NAPOLEON AND THE REBEL

A Story of Brotherhood, Passion, and Power

by Marcello Simonetta and Noga Arikha

Pub Date: June 7th, 2011
ISBN: 978-0-230-11156-1
Publisher: Palgrave Macmillan

Napoleon’s recalcitrant, republican younger brother has his say in this lively reconstruction of the Bonaparte family’s accession to power.

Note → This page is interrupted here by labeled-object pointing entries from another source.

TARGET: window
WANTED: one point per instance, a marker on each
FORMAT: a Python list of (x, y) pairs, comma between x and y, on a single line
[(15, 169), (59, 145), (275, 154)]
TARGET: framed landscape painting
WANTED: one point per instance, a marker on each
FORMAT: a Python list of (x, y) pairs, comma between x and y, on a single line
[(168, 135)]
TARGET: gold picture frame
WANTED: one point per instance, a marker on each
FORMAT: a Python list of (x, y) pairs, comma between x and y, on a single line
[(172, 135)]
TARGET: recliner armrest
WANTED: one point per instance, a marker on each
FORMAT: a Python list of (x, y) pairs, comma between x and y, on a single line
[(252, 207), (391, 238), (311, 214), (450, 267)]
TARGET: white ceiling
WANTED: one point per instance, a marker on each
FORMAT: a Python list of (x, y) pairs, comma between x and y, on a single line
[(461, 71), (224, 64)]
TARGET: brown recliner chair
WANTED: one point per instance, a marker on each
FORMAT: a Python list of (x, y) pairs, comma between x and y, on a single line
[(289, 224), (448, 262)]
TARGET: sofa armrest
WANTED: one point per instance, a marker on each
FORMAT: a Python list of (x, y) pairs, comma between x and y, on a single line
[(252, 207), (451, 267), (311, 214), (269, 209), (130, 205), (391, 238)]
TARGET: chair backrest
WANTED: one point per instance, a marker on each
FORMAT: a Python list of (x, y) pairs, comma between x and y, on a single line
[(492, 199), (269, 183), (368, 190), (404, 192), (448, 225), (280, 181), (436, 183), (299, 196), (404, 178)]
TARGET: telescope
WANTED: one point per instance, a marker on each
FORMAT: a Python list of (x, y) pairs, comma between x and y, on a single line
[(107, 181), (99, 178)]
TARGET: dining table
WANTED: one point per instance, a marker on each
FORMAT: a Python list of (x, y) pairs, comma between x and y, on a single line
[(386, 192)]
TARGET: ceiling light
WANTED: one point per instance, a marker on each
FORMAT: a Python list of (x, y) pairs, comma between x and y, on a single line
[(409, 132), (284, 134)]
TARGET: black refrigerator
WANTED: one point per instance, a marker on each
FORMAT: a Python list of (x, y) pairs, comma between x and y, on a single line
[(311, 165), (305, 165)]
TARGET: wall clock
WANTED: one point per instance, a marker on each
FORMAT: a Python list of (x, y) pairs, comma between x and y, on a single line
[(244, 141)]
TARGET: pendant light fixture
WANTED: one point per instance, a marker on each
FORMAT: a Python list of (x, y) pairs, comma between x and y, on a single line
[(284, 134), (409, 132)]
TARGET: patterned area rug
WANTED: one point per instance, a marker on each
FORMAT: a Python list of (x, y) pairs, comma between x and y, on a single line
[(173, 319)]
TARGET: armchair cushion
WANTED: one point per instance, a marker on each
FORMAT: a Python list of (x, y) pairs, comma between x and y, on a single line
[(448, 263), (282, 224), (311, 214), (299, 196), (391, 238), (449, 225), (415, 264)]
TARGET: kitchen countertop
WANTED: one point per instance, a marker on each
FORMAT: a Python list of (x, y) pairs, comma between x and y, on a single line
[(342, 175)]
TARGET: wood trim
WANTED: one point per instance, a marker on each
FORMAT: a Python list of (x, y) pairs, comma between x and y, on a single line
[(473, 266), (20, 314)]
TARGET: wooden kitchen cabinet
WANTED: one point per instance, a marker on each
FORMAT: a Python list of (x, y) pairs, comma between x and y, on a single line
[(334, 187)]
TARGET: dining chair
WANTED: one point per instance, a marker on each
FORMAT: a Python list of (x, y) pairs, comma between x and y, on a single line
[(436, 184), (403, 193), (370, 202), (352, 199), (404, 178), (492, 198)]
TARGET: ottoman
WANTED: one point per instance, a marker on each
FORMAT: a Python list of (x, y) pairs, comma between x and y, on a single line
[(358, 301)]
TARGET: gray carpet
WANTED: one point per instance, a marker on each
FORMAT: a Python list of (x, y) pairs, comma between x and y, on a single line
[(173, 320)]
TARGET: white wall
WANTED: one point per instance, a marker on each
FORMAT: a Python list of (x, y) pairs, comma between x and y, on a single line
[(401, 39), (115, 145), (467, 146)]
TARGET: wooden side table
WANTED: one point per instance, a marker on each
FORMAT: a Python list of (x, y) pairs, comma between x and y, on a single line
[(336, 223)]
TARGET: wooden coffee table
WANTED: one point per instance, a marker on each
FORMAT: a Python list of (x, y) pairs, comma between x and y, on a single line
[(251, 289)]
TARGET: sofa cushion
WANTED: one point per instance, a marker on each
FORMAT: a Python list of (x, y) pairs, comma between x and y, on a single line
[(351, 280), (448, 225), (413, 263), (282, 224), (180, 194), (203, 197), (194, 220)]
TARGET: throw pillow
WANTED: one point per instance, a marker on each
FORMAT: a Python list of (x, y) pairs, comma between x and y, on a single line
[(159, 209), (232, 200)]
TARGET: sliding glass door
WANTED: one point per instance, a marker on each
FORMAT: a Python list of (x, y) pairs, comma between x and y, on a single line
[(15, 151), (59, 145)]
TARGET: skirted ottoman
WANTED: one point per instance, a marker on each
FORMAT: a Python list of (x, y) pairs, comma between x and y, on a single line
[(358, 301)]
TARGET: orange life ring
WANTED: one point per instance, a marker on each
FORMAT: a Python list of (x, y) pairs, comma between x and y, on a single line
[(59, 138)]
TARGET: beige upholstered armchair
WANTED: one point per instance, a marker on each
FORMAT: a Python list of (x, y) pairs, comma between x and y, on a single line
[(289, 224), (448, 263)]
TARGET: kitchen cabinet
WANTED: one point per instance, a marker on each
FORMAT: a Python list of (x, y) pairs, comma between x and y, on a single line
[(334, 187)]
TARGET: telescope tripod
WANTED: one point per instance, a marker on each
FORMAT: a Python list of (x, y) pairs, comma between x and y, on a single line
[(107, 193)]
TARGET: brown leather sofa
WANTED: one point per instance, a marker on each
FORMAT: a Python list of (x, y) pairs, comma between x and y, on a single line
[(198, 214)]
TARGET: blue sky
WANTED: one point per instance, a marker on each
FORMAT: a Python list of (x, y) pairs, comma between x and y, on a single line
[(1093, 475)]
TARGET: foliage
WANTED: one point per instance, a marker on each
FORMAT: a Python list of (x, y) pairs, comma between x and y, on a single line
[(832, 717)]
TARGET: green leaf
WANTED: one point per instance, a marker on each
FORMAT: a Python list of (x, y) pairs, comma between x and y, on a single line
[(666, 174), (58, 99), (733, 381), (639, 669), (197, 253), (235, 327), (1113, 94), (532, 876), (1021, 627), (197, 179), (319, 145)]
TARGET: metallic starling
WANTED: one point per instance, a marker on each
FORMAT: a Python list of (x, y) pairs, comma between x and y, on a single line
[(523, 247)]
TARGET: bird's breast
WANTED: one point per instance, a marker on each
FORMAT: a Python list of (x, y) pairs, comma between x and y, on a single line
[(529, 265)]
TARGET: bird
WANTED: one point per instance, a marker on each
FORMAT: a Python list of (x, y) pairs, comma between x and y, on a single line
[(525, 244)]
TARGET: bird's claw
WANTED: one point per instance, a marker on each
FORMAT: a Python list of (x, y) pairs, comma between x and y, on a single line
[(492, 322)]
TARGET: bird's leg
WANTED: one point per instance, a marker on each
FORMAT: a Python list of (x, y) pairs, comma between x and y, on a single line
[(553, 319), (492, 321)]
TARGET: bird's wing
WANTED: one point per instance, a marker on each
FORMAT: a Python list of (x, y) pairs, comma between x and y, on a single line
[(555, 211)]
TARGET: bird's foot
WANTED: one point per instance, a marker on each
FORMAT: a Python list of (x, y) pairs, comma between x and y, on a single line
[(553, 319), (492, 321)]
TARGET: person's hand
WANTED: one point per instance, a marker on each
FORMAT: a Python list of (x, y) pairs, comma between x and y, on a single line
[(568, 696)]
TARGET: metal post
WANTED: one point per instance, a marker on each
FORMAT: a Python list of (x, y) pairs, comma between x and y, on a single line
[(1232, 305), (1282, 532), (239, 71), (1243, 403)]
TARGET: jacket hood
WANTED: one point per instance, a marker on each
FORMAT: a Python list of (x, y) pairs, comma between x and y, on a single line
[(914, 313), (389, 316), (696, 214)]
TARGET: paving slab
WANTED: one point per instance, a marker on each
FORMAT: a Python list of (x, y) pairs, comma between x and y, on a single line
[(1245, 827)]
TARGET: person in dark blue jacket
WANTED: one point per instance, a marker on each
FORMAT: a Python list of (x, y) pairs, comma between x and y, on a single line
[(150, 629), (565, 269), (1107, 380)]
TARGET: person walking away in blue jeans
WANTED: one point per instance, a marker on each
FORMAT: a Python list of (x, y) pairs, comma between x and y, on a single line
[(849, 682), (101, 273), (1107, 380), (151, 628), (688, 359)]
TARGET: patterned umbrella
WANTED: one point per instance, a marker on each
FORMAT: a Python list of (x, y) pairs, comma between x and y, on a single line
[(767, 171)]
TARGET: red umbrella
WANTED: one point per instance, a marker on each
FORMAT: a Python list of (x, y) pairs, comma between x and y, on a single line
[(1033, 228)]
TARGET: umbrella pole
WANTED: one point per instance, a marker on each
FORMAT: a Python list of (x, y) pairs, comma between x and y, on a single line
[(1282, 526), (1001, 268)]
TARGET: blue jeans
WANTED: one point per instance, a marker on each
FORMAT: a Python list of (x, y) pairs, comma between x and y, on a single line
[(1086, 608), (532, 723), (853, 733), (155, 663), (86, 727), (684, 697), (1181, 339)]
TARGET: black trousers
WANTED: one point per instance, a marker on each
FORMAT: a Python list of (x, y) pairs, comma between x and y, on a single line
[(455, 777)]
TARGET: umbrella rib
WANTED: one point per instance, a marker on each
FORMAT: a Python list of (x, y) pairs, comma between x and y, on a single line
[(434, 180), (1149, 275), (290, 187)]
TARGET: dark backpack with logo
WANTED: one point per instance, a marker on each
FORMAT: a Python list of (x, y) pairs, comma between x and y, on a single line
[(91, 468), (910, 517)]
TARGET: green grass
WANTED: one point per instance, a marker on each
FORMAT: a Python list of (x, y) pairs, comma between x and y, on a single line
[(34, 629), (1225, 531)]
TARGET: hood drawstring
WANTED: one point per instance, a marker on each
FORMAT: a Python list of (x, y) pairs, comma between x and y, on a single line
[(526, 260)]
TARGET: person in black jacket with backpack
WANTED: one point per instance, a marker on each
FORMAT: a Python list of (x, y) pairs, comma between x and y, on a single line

Simonetta (The Montefeltro Conspiracy: A Renaissance Mystery Decoded, 2008) and Arikha (Passions and Tempers: A History of the Humours, 2007) acquired unpublished correspondence and notebooks belonging to Lucien Bonaparte and his wife, Alexandrine, that were spared the purge by Napoleon III’s revisionists. Much of their work here revisits Lucien’s Memoirs, with expurgated passages restored involving telling scenes between the brothers as well as details about Lucien’s relationship with Alexandrine, his lovely second wife who was vilified by Napoleon mostly because the First Consul wanted his brother to make an astute political match rather than marry for love. The authors “take [Lucien] at his word,” allowing the dialogue he recorded seemingly verbatim to remain intact and jump off the page—namely, when Napoleon informs his brothers Joseph and Lucien while reclining in the bathtub of his precipitous decision to sell the vast Louisiana territories to the Americans, the same territory Lucien had skillfully and very recently negotiated from the Spanish. Napoleon had often been away in military school during Lucien’s youth, and the relationship between them was respectful but never warm. Lucien had studied in seminary before becoming a political activist and speaker; he was deeply imbued with republican ideals and early on expressed his suspicions about his older brother’s despotic ambitions. If Napoleon were king, Lucien wrote to Joseph, “his name would be a terror to posterity and to sensitive patriots.” Nonetheless, Napoleon relied on Lucien’s diplomacy and cool-headedness to help stage his coup amid the Council of the Five Hundred in November 1799, and used him as a diplomatic tool until Lucien’s forced exile over his marriage to Alexandrine. A fresh piece of turbulent French history.